Avec l’épidémie le confinement devrait être mis en place comme partout dans le monde. Pour les habitants de Kinshasa qui vivent en temps ordinaire avec moins d’un dollar par jour, le confinement ne peut être suivi.  À Kinshasa comme dans tous les pays où les populations n’ont pas de revenus fixes, il est impossible et impensable de demander aux personnes de ne pas sortir pour travailler et gagner de quoi se nourrir au jour le jour. 
Le confinement pour qu’il soit suivi et compris demande de la communication et de l’accompagnement. En RDC les populations ne sentent pas concernées car aucune sensibilisation n’a été faite, avec 1 000 cas officiellement déclarés, les gens doutent de la contamination. Les morts et les malades étant invisibles,  la majorité de la population ne croient pas au danger. Le système de santé n’est pas à la hauteur de ce qu’exigerait cette pandémie. Le gouvernement a pris des mesures qui n’ont pas été suivies de véritables actions comme l’accès aux masques. En revanche, l’obligation de porter un masque étant en vigueur, une amende de 5 000 francs CFA soit 2,5 dollars est dressée aux personnes qui ne le portent pas. La population se sent vraiment livrée à elle-même sans soutien.
De même au niveau des écoles le gouvernement a ouvert des sites accessibles par internet pour que des cours soient dispensés, mais là encore les populations pauvres n’ont aucune possibilité de connexion faute de moyens.
Pour les veuves et les femmes seules avec des enfants, c’est le sentiment d’abandon total qui est ressenti et l’incertitude de l’avenir. Il est impossible de garder à la maison les enfants qui ne vont pas à l’école  et le seul réconfort c’est que les enfants ont encore le goût pour jouer.
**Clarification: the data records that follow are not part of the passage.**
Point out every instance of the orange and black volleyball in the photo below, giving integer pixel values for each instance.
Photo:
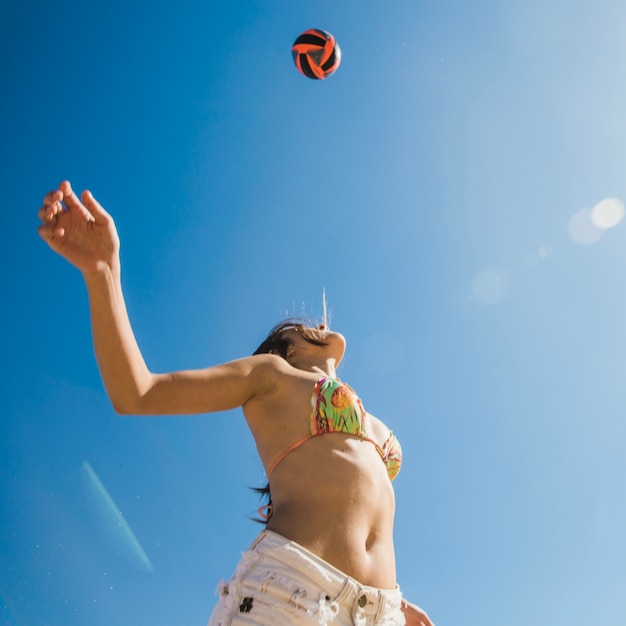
(316, 53)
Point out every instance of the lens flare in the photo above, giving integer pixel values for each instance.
(112, 521)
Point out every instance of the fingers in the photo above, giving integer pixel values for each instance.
(72, 201)
(51, 206)
(95, 208)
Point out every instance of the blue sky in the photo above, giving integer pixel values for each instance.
(433, 186)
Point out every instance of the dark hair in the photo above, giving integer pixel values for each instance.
(277, 344)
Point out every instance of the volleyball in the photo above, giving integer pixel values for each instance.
(316, 53)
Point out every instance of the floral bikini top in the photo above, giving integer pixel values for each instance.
(337, 409)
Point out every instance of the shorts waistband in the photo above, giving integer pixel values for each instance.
(341, 587)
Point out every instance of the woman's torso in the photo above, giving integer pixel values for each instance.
(331, 495)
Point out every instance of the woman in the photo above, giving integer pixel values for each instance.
(326, 555)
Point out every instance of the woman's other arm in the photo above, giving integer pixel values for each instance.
(82, 232)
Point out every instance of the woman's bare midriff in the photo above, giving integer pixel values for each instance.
(338, 503)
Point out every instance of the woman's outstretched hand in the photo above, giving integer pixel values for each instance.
(79, 229)
(415, 616)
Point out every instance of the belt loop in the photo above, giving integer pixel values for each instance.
(381, 599)
(346, 592)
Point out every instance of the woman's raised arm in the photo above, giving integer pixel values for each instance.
(82, 232)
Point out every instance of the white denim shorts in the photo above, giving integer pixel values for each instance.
(278, 582)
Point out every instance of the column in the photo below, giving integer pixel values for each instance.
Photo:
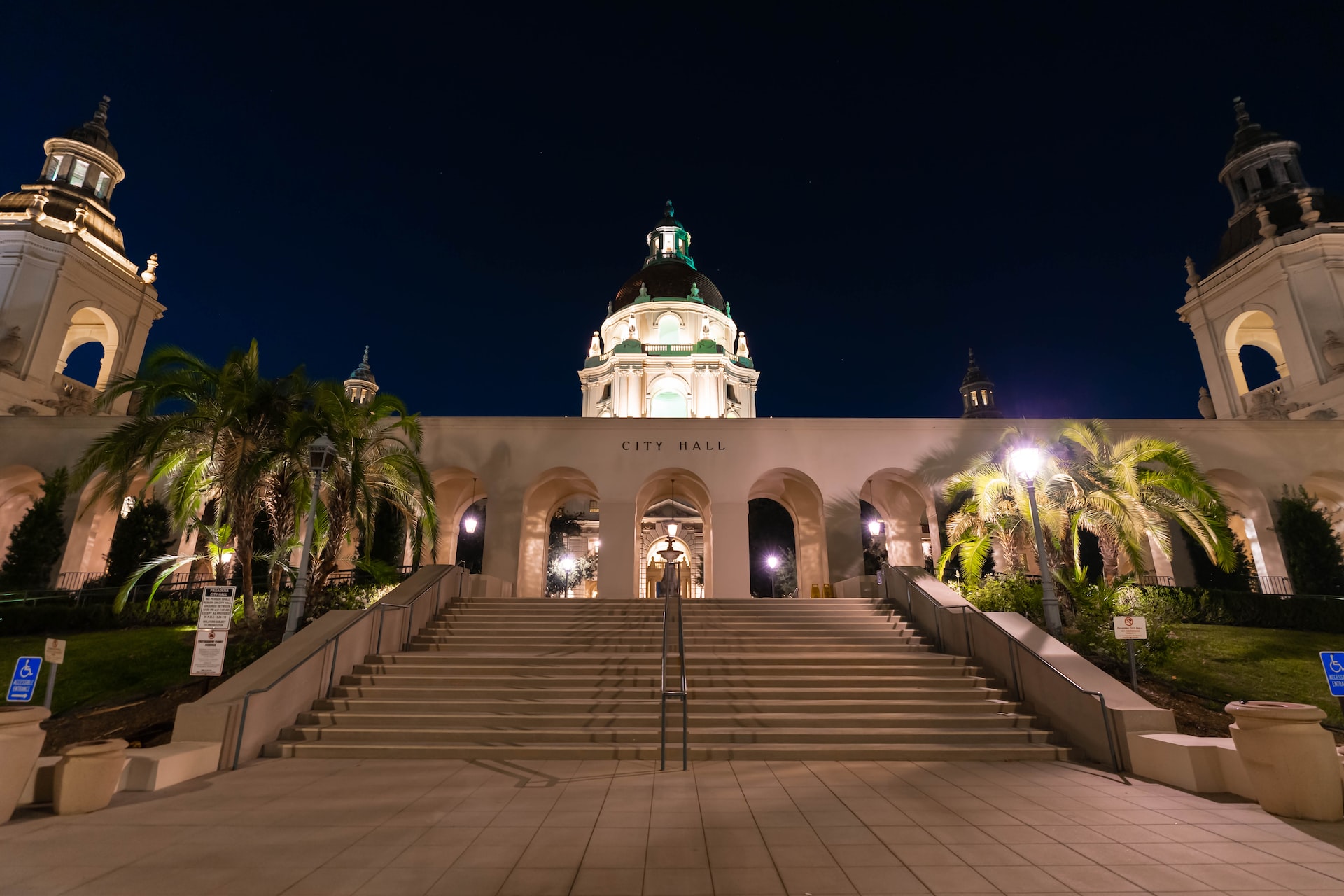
(729, 568)
(503, 533)
(844, 543)
(616, 568)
Malgré cette terrible période qu’il faut traverser, les femmes ne baissent pas les bras et se sentent fortes, justement à travers l’énergie que transmettent les enfants pour continuer à vivre avec la Grâce de Dieu. Les femmes qui sont porteuses de vie savent depuis leur jeune âge faire face aux épreuves, c’est la force puisée en Dieu et dans l’amour de leurs enfants qu’elles continuent leur combat.